While Watkins, Magestro and Thierry have exhausted their eligibility, retaining the Penguins’ core that can return is key for the program to build on things going into next year.

That includes making sure key players like Gregory, Baker, King, Rosalez, Liber, Samz, Cameron and Burch decide to stick around instead of entering the transfer portal.

“I think, first and foremost, the most important thing is retention with this team, because I’ve talked at length about how special these young kids are, and I truly believe that,” Jackson said. “We feel really good about where our locker room and culture is, and we feel good about those kids that they want to be here and they want to build something special.”

Then, in addition to high school signee Brooke Adkins from Wayne, W.Va., YSU expects to be active in the transfer portal to bring in experienced players to fill those extra roster spots.

“With the portal and with the scholarships we have, we have to bring some experience in because we’re still going to be young with (redshirt) freshmen and sophomores,” Jackson said. “So we’ll look at that and look at our roster and what positions we really need to key on and focus on.”

From there, Jackson wants to make sure the returning players use the offseason for strength training and skill development before the team comes back together in the summer to begin to prepare for the 2025-26 season.

“The No. 1 thing right now is getting stronger,” Jackson said. “I was really happy with where the conditioning was at.
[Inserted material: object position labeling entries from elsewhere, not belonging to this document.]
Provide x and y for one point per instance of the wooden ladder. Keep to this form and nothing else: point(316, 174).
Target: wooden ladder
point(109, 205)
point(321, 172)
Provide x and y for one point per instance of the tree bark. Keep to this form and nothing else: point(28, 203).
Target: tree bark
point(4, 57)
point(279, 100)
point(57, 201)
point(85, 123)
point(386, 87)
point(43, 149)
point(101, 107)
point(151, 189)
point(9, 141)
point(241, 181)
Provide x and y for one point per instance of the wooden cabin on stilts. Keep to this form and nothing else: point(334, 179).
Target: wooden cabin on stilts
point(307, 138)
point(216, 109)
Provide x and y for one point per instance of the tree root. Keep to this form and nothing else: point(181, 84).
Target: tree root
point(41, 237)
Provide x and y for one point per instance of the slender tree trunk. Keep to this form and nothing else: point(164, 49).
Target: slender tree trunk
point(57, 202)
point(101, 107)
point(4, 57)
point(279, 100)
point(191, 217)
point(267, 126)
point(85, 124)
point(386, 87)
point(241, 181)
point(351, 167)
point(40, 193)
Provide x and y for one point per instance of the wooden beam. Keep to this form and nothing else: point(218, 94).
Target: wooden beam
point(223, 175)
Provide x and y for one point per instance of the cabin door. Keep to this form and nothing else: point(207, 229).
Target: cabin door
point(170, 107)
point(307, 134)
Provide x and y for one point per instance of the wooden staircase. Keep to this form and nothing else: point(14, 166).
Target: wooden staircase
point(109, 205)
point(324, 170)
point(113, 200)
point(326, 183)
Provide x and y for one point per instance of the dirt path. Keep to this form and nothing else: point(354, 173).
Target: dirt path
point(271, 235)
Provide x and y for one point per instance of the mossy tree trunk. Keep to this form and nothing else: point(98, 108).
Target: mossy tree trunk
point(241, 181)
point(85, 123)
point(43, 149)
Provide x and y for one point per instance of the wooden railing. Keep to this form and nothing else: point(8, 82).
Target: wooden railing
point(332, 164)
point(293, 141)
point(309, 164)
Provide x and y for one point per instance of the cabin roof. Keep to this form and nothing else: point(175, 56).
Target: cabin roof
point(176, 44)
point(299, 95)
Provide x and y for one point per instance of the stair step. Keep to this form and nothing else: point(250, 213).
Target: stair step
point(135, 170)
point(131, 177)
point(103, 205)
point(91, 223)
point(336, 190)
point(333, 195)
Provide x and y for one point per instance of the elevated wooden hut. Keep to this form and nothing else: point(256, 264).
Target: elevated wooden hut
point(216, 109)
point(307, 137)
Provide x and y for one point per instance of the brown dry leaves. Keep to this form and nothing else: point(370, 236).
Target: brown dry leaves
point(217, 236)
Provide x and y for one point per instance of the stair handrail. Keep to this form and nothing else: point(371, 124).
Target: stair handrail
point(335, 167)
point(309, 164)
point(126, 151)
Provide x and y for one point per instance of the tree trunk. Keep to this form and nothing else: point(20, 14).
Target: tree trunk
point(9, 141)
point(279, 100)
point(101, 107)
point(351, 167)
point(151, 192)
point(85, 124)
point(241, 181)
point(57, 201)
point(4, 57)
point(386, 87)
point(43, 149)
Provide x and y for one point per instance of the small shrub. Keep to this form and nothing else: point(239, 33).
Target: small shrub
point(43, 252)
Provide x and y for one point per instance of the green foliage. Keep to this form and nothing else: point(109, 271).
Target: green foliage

I thought we were able to play at the pace that I wanted to and the pace that we needed to in this league. But I don’t know if we had the strength that we need in this league. Again, I think that goes to some of our youth too.

“So those freshmen will now have their first spring as a Division I college athlete. So we will hit the weight room hard, as well as work on one-on-one skills. Then when we come back in the summertime and see what our roster looks like, then we’ll do a lot of team stuff and continue to build on the foundation that we put in place.”